Approvisionnement en matières premières critiques
Autre sujet sur lequel France Chimie et le CEFIC sont mobilisés : l’UE doit développer des partenariats stratégiques afin de limiter ses dépendances et sécuriser ses chaînes d’approvisionnement en matières premières critiques. Parmi tous les secteurs industriels, il convient que la Chimie soit bien identifiée comme un secteur à risque dans le cadre des stratégies en cours, qu’elles soient européennes (Critical Raw Material Act, paquet européen sur la sécurité économique) ou nationales (création de la Délégation Interministérielle aux Approvisionnements en Minerais et Métaux Stratégiques).
Par ailleurs, le rapport Draghi préconise la mise en place d’une stratégie globale couvrant l'exploration, l'extraction, la transformation et le recyclage des matières premières critiques en Europe.
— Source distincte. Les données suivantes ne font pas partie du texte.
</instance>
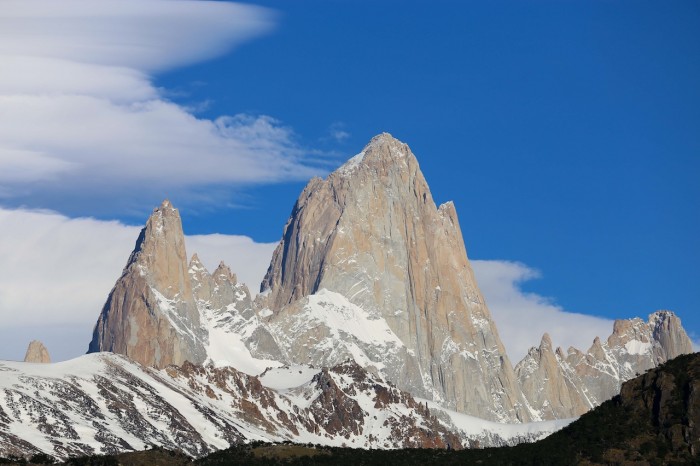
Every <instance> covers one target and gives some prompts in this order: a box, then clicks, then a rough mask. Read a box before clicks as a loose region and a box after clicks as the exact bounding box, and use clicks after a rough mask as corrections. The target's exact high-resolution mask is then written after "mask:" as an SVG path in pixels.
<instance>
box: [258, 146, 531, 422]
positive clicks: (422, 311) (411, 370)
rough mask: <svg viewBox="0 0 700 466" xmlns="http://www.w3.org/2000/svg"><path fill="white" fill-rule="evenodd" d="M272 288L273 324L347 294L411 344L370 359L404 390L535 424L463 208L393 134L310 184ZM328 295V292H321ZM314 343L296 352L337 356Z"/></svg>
mask: <svg viewBox="0 0 700 466" xmlns="http://www.w3.org/2000/svg"><path fill="white" fill-rule="evenodd" d="M324 290H325V291H324ZM261 291H262V292H263V293H267V298H266V299H267V306H268V307H269V308H270V309H271V310H272V312H273V313H274V314H275V315H276V317H275V315H273V317H272V321H273V322H286V324H284V325H285V326H286V325H289V326H292V325H293V324H292V322H295V318H294V314H295V313H303V312H305V311H304V310H305V309H307V310H308V309H310V308H309V306H311V307H313V303H314V302H317V301H319V300H320V302H321V303H323V302H325V301H323V300H324V299H326V298H327V297H329V296H333V297H335V298H337V299H341V298H346V299H347V300H349V302H348V303H347V304H343V306H345V307H344V309H357V308H359V309H361V310H362V311H364V312H366V313H367V314H368V315H369V316H371V318H373V319H379V318H381V319H384V320H385V321H386V324H387V325H388V331H389V332H391V333H393V334H394V335H395V336H396V337H397V338H398V340H399V341H400V342H401V343H402V345H404V346H403V347H402V349H396V353H395V354H393V355H392V356H391V357H392V358H394V359H392V360H391V361H389V359H388V358H389V357H390V356H389V355H387V354H379V353H382V351H380V350H378V349H377V348H368V349H367V350H366V351H367V353H368V354H370V356H368V358H369V360H370V362H368V363H367V364H370V363H372V364H376V366H377V367H384V371H385V374H386V376H387V377H388V378H389V379H390V380H391V381H393V382H394V383H396V384H397V385H398V386H399V387H400V388H403V389H405V390H408V391H411V392H412V393H414V394H417V395H419V396H423V397H428V398H432V399H435V400H442V401H444V402H445V403H446V405H448V406H451V407H454V408H456V409H458V410H460V411H462V412H466V413H469V414H473V415H476V416H481V417H484V418H488V419H494V420H502V421H506V420H509V421H513V420H516V419H520V420H527V419H529V414H528V412H527V411H526V409H525V408H524V404H523V403H522V402H521V401H522V400H521V398H520V395H519V393H520V392H519V390H518V388H517V386H516V382H515V374H514V373H513V369H512V367H511V365H510V362H509V361H508V358H507V356H506V354H505V350H504V348H503V345H502V343H501V341H500V339H499V337H498V333H497V331H496V328H495V325H494V323H493V321H492V319H491V314H490V312H489V310H488V309H487V308H486V305H485V303H484V298H483V296H482V295H481V293H480V291H479V288H478V286H477V284H476V280H475V279H474V273H473V271H472V269H471V266H470V264H469V260H468V259H467V254H466V250H465V248H464V243H463V240H462V234H461V231H460V227H459V221H458V219H457V214H456V211H455V209H454V205H452V204H450V203H448V204H445V205H444V206H442V207H441V208H440V209H439V210H438V207H437V206H436V205H435V202H434V201H433V198H432V195H431V193H430V189H429V188H428V184H427V183H426V181H425V178H424V177H423V174H422V172H421V170H420V167H419V165H418V161H417V160H416V157H415V156H414V155H413V153H412V152H411V150H410V148H409V147H408V145H406V144H404V143H403V142H401V141H398V140H397V139H395V138H393V137H392V136H391V135H389V134H387V133H384V134H380V135H378V136H376V137H375V138H373V139H372V140H371V141H370V142H369V144H367V146H366V147H365V148H364V150H363V151H362V152H361V153H360V154H358V155H356V156H355V157H353V158H352V159H350V160H349V161H348V162H347V163H346V164H344V165H343V166H341V167H340V168H339V169H338V170H336V171H335V172H333V173H331V174H330V175H329V176H328V177H327V178H326V179H325V180H322V179H320V178H315V179H313V180H311V181H310V182H309V184H308V185H307V186H306V188H305V189H304V190H303V192H302V193H301V195H300V196H299V199H298V200H297V202H296V204H295V206H294V208H293V210H292V214H291V216H290V217H289V220H288V222H287V225H286V226H285V228H284V232H283V237H282V240H281V241H280V243H279V245H278V246H277V249H276V250H275V252H274V254H273V257H272V261H271V263H270V268H269V269H268V272H267V274H266V276H265V279H264V280H263V283H262V285H261ZM317 293H319V294H320V296H323V299H321V298H320V297H319V298H314V299H311V298H310V297H311V296H312V295H316V294H317ZM335 298H334V299H335ZM302 300H304V301H302ZM295 303H301V304H295ZM353 306H357V308H355V307H353ZM280 325H282V324H280ZM285 328H286V327H285ZM283 330H284V329H283ZM319 332H320V330H319ZM307 337H309V338H311V337H312V335H307ZM300 338H301V339H303V338H304V337H301V336H300ZM304 343H306V342H301V341H299V342H298V345H296V344H295V343H294V342H291V343H290V345H291V351H292V353H294V354H295V356H294V357H293V358H292V359H299V361H298V362H303V363H308V362H311V363H318V362H319V361H316V362H315V359H314V358H327V357H328V354H327V352H326V353H323V354H321V353H313V351H314V349H313V348H312V345H304ZM348 351H350V350H348ZM350 353H351V352H350ZM334 354H337V358H344V357H349V356H352V354H345V353H344V352H342V351H337V352H335V353H334ZM372 358H374V359H372ZM304 359H306V360H304ZM337 362H341V361H327V360H324V361H323V364H333V363H337ZM493 397H495V399H494V398H493Z"/></svg>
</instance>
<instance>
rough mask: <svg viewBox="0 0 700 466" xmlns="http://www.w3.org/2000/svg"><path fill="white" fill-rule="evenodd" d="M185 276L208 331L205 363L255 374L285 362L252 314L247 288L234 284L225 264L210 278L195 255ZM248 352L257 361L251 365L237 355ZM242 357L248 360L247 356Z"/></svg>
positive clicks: (252, 314)
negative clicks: (250, 353)
mask: <svg viewBox="0 0 700 466" xmlns="http://www.w3.org/2000/svg"><path fill="white" fill-rule="evenodd" d="M189 276H190V281H191V284H192V290H193V292H194V295H195V299H196V302H197V308H198V309H199V313H200V321H201V322H202V324H203V325H204V327H205V328H206V329H207V331H208V336H209V338H208V346H207V348H206V350H207V362H211V363H213V364H214V365H233V366H236V367H238V368H239V369H240V370H242V371H244V372H246V373H248V374H250V375H256V374H258V373H260V372H262V371H263V370H264V369H265V368H266V367H270V366H276V365H280V364H281V363H283V362H286V361H287V359H286V358H285V356H284V355H283V354H282V352H281V351H280V350H279V346H278V344H277V341H276V339H275V338H274V337H273V336H272V334H271V333H270V331H269V330H268V328H267V326H266V325H264V324H263V322H262V321H261V319H260V318H259V316H258V314H257V313H256V312H255V310H254V306H253V300H252V298H251V296H250V291H249V290H248V287H247V286H245V284H243V283H238V279H237V278H236V275H235V274H234V273H232V272H231V269H229V267H228V266H227V265H226V264H224V263H223V262H221V263H220V264H219V266H218V267H217V269H216V270H215V271H214V273H212V274H211V275H210V274H209V272H207V270H206V268H205V267H204V266H203V265H202V263H201V262H200V260H199V257H197V255H196V254H195V255H194V256H193V257H192V260H191V261H190V265H189ZM246 347H248V348H249V349H248V348H246ZM251 350H252V351H253V352H254V353H255V355H256V356H257V358H258V360H259V362H258V363H257V364H254V365H252V366H251V365H250V364H245V362H244V361H243V358H241V354H240V351H244V352H247V353H249V352H250V351H251ZM236 351H238V352H239V354H236ZM245 356H246V357H247V359H252V357H251V356H250V354H246V355H245Z"/></svg>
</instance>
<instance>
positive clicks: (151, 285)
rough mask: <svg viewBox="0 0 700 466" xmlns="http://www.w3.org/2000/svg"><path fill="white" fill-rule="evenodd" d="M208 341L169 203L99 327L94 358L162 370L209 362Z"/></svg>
mask: <svg viewBox="0 0 700 466" xmlns="http://www.w3.org/2000/svg"><path fill="white" fill-rule="evenodd" d="M205 340H206V334H205V332H204V331H203V330H202V328H201V326H200V322H199V312H198V310H197V307H196V304H195V301H194V297H193V294H192V287H191V283H190V279H189V274H188V267H187V256H186V252H185V236H184V234H183V232H182V222H181V220H180V214H179V212H178V211H177V209H175V208H173V206H172V205H171V204H170V201H168V200H165V201H163V203H162V204H161V206H160V207H157V208H156V209H154V210H153V213H152V214H151V216H150V217H149V218H148V220H147V222H146V226H145V227H144V228H143V229H142V230H141V233H140V235H139V237H138V240H137V241H136V246H135V247H134V251H133V252H132V253H131V256H130V257H129V260H128V262H127V264H126V267H125V268H124V271H123V272H122V276H121V277H120V278H119V280H118V281H117V283H116V285H115V286H114V288H113V289H112V291H111V293H110V295H109V297H108V298H107V302H106V303H105V305H104V307H103V309H102V313H101V314H100V317H99V319H98V321H97V323H96V324H95V329H94V332H93V338H92V341H91V342H90V346H89V349H88V353H92V352H98V351H112V352H115V353H120V354H124V355H126V356H128V357H130V358H131V359H133V360H135V361H137V362H140V363H141V364H144V365H146V366H153V367H157V368H162V367H165V366H167V365H169V364H182V363H183V362H185V361H190V362H193V363H201V362H204V360H205V358H206V354H205V351H204V341H205Z"/></svg>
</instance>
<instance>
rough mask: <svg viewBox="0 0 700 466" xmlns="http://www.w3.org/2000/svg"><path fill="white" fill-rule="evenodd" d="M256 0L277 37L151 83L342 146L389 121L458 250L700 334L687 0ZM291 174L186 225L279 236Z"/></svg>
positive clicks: (302, 137) (313, 139)
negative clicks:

Besoin de nouveaux financements en faveur de la compétitivité
La nécessité de renforcer le marché unique européen fait aussi partie de ses priorités : il faut supprimer les obstacles qui entravent les affaires et alléger la charge réglementaire des entreprises.
Le cap fixé par Mario Draghi d’une croissance décarbonée tout en garantissant la compétitivité de l’UE sur la scène internationale nécessite selon son rapporteur un investissement supplémentaire minimum de 750 à 800 milliards d’euros par an et d’augmenter les emprunts communs. C’est cette recommandation qui a concentré les plus grandes réserves (Allemagne, Pays-Bas) et qui sera la plus difficile à défendre par la France, vu la situation de sa dette nationale.

En conclusion, le rapport Draghi dresse le bon constat et présente un plan exhaustif pour que l’économie européenne évite de se diriger vers « une lente agonie ». Il est une étape cruciale vers une politique européenne davantage axée sur l’investissement et la compétitivité industrielle. On pourra cependant regretter qu’il reste muet sur la politique commerciale de l’UE, en particulier sur les instruments de défense commerciale.